IronWilliamCash writes "I currently work for a small software development company and for many years we have been using internally built tools for all our software specifications, bugs, change requests and the like. Traceability is a big issue as we are CMMI level 2, and thus our internal processes need to be clear and everything must be documented. We are currently looking into getting a unified solution for this, and after quite a bit of Googling, there are quite a few different options (Contour, Kovair, MKS, Doors, CaliberFM, Accept360, etc.). I was wondering: what do other Slashdotters use in their everyday life? Does it fulfill your needs? And what is the most important part in a specification management tool?"

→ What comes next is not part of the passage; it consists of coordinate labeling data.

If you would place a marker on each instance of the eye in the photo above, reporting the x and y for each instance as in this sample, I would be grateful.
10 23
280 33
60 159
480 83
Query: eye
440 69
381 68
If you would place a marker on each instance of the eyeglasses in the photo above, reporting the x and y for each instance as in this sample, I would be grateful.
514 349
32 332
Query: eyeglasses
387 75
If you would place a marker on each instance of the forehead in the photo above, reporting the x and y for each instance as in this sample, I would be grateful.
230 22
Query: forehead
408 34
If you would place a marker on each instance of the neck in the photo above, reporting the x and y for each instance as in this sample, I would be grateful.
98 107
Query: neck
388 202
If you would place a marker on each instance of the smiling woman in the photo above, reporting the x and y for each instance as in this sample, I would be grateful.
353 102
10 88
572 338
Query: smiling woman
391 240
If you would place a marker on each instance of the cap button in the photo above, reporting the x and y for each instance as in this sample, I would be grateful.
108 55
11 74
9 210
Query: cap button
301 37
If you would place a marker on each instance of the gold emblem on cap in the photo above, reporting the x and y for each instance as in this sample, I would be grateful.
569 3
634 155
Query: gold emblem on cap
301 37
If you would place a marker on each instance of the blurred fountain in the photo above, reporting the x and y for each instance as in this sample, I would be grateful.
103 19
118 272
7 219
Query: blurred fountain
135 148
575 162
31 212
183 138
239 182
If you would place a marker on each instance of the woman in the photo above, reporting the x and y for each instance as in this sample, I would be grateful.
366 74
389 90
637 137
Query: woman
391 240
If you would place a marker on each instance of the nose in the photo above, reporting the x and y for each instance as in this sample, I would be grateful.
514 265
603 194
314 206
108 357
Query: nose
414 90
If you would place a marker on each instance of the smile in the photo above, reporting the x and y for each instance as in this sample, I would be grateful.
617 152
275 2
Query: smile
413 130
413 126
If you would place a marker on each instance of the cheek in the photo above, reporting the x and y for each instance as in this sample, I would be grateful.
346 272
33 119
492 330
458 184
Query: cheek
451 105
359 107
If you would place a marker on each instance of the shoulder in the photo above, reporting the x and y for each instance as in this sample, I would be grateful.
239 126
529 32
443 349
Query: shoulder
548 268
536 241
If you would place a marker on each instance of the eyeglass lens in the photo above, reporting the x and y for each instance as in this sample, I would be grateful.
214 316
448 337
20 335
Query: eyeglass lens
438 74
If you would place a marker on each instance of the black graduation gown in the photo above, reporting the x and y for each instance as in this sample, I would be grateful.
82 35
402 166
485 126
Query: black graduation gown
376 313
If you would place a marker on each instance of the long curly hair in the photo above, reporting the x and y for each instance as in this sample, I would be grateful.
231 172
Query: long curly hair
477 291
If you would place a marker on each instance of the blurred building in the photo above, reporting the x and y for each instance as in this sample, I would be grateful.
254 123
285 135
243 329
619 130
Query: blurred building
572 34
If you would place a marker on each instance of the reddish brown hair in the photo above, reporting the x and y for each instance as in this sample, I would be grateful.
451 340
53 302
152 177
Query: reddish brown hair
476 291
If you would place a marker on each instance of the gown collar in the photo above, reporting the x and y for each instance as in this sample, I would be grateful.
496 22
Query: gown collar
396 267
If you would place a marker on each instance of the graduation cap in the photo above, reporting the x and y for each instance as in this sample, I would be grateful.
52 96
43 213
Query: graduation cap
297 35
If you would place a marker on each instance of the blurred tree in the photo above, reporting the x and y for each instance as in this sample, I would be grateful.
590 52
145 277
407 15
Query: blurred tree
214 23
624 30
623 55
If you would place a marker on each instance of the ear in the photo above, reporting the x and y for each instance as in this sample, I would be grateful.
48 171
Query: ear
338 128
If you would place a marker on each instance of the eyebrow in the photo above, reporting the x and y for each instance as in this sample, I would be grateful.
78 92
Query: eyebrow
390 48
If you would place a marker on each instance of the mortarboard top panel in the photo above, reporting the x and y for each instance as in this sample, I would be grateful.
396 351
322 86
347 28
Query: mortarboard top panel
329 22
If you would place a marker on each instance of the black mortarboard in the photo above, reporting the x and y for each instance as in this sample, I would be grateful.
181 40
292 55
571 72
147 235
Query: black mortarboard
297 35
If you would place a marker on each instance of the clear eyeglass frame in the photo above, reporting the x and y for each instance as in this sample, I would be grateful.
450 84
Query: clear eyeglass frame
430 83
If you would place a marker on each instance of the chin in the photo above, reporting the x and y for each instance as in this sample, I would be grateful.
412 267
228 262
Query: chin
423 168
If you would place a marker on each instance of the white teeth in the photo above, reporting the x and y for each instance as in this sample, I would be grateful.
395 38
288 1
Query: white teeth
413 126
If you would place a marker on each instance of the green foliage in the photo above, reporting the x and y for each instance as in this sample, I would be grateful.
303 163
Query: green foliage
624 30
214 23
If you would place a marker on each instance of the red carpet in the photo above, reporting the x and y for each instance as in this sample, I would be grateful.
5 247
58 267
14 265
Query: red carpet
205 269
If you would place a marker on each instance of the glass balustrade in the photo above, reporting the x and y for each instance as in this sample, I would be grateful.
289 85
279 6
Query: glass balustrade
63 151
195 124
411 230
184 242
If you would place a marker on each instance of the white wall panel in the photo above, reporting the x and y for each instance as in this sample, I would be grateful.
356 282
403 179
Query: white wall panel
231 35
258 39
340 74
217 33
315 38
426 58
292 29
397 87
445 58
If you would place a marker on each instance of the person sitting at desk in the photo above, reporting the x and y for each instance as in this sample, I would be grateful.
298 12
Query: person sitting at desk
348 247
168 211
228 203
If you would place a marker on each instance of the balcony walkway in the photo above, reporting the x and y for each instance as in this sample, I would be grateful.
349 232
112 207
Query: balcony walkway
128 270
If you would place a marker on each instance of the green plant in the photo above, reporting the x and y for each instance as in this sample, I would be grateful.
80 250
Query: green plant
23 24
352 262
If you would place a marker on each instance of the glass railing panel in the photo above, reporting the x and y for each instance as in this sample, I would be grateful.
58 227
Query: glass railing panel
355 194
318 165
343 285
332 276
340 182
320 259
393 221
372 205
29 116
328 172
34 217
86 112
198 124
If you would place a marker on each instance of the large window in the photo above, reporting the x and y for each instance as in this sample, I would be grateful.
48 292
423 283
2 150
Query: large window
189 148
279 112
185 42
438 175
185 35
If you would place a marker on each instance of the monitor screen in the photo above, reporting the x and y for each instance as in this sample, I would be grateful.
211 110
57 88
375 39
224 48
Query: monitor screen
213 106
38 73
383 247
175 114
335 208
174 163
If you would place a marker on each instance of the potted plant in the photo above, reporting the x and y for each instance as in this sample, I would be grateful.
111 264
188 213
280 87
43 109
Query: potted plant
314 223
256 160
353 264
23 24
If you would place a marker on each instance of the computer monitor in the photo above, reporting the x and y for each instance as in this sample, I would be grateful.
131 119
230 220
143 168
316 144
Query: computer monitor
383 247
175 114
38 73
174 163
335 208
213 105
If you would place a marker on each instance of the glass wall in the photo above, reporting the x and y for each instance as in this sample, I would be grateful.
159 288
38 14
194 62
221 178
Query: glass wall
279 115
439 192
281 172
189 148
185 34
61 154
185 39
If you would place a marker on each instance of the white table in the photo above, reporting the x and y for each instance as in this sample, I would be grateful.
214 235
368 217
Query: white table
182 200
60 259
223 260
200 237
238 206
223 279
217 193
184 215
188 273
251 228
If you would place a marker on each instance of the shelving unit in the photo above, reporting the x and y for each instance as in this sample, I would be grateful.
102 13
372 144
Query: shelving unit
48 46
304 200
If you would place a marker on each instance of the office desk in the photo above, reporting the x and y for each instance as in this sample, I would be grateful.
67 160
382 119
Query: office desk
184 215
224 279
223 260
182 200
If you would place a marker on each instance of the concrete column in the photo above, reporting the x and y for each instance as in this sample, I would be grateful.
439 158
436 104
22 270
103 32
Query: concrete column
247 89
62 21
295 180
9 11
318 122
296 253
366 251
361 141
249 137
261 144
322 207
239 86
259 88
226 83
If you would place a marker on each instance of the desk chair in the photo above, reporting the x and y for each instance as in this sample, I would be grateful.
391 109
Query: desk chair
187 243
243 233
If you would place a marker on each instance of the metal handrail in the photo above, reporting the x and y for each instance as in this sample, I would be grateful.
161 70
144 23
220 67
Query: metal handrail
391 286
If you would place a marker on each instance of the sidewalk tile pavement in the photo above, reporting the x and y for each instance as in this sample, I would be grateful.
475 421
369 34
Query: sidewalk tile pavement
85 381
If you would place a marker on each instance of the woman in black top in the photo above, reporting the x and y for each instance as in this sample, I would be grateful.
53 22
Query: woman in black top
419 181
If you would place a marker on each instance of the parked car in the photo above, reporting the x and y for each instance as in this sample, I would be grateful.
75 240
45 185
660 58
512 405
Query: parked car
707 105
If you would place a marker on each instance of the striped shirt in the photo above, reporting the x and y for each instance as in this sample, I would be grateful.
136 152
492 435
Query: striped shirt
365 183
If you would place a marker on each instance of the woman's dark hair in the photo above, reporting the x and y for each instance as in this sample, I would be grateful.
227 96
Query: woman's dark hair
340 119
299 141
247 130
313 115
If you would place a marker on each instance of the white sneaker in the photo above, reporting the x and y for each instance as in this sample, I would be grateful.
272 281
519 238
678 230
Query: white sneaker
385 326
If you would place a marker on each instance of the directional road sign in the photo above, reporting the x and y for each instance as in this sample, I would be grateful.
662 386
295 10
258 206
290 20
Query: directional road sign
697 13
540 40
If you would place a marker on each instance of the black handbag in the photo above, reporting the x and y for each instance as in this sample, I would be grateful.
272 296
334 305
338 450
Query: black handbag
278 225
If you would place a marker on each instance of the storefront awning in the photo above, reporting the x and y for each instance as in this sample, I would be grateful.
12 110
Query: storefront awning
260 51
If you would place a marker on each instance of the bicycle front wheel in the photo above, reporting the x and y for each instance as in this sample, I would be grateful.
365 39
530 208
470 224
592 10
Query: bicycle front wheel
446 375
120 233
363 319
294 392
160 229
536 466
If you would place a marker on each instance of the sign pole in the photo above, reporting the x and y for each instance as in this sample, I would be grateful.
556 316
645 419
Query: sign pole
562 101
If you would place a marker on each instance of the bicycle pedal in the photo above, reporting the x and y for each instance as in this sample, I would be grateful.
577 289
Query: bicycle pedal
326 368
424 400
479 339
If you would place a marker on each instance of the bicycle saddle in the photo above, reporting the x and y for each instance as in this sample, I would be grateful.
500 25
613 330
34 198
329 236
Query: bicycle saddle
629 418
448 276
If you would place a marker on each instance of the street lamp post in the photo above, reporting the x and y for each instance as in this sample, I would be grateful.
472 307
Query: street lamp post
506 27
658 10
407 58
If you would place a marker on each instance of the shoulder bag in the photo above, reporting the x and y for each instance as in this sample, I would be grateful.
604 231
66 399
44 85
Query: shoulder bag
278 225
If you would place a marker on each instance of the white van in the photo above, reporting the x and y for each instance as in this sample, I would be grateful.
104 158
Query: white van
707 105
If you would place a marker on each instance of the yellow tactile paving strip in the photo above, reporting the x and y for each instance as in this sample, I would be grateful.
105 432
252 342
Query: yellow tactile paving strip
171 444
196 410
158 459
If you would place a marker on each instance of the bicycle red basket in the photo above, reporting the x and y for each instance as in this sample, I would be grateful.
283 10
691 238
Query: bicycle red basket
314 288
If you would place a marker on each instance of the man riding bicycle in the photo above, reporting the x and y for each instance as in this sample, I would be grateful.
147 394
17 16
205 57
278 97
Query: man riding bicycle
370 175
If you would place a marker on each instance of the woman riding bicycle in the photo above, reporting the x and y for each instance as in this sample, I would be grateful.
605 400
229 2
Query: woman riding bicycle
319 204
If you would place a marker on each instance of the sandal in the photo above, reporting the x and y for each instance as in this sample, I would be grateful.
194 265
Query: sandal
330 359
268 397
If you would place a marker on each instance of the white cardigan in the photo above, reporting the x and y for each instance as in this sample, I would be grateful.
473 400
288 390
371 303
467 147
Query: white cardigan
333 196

10 of 200 comments (clear)

  1. My sympathy for you by Dolphinzilla · · Score: 5, Insightful

    If there is one thing that can suck the fun out of software development and engineering its requirements traceability tools - My company is CMMI level 5 and we use Doors, Rational ClearQuest and ClearCase, Teamcenter and others. As much as I hate them they have their place and on rare occasions are even useful. My best advise would be to find an integrated suite and avoid having a big hodgepodge of different crap that has to be glued together with third party applications.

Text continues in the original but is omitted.